SciDocs evaluation (226,743 docs; four tasks: classification, citation prediction, user-activity prediction, recommendation):
- F1 (classification), MAP, nDCG (ranking), P@1 (recommendation)
- Results (average over tasks): SPECTER 80.0; Importance-aware model 81.3 (+1.3 pp); SciNCL 81.8; E5-base-v2 80.2. Strongest improvements observed in classification (MAG F1 82.0→83.3; MeSH F1 86.4→89.8) and ranking metrics.
PubMed science mapping (2.94 million docs; clustering by Leiden; MeSH similarity coherence):
- DC baseline: 1.000; SPECTER2: 1.236; SciNCL: 1.172; Importance-aware: 1.321 (~+7.0% vs SPECTER2, +32.1% vs DC).

The framework consistently sets new peaks on MeSH-based topic coherence and document embedding benchmarks (Liang et al., 15 Dec 2025).
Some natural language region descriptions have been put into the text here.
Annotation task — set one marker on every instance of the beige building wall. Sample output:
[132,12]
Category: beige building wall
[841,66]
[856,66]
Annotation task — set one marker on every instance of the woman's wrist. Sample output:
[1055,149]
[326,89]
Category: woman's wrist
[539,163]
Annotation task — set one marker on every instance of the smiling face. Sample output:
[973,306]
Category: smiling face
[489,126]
6. Large-Scale Science Mapping Application

Application of the fine-tuned encoder to 33.23 million Web of Science papers (2000–2022), connecting each document to its 20 nearest neighbors by cosine similarity, yields a large, connected graph (515 million edges). Notable graph statistics include a clustering coefficient of 0.16 (vs. 0.02 for direct-citation) and an average shortest-path of approximately 7.9. The resultant science map supports over 101,000 detected topics (using Leiden clustering and UMAP projection). Overlays by disciplinary field, interdisciplinarity, and publication year reveal clear disciplinary structure, concentration of interdisciplinary research at boundaries, and, notably, the emergence of central pandemic-related research clusters during 2020–2022.

Case analyses confirm that the learned embeddings recover both non-cited but semantically nearest papers (pseudo-relevance feedback) and emergent topics lacking citation connectivity (e.g., AI-chatbot pandemic resilience), clearly illustrating the mapping power granted by the framework’s treatment of citation heterogeneity (Liang et al., 15 Dec 2025).

Compared to prior models such as SciNCL (Ostendorff et al., 2022), which utilize continuous citation embedding spaces to guide positive and negative sampling for contrastive objectives, the citation importance-aware framework introduces direct citation-importance quantification and ties importance to sampling probability as well as hard-negative generation. Unlike CitationSum (Luo et al., 2023), which uses full-text semantic similarity to weigh citation graph edges for summarization graph contrastive learning, the importance-aware framework operates solely with citation metadata and document structure (section location, frequency, self-citation). The explicit encoding of heterogeneity and the sampling of low-importance citations as hard negatives distinguish this framework's methodological contribution and empirical effectiveness.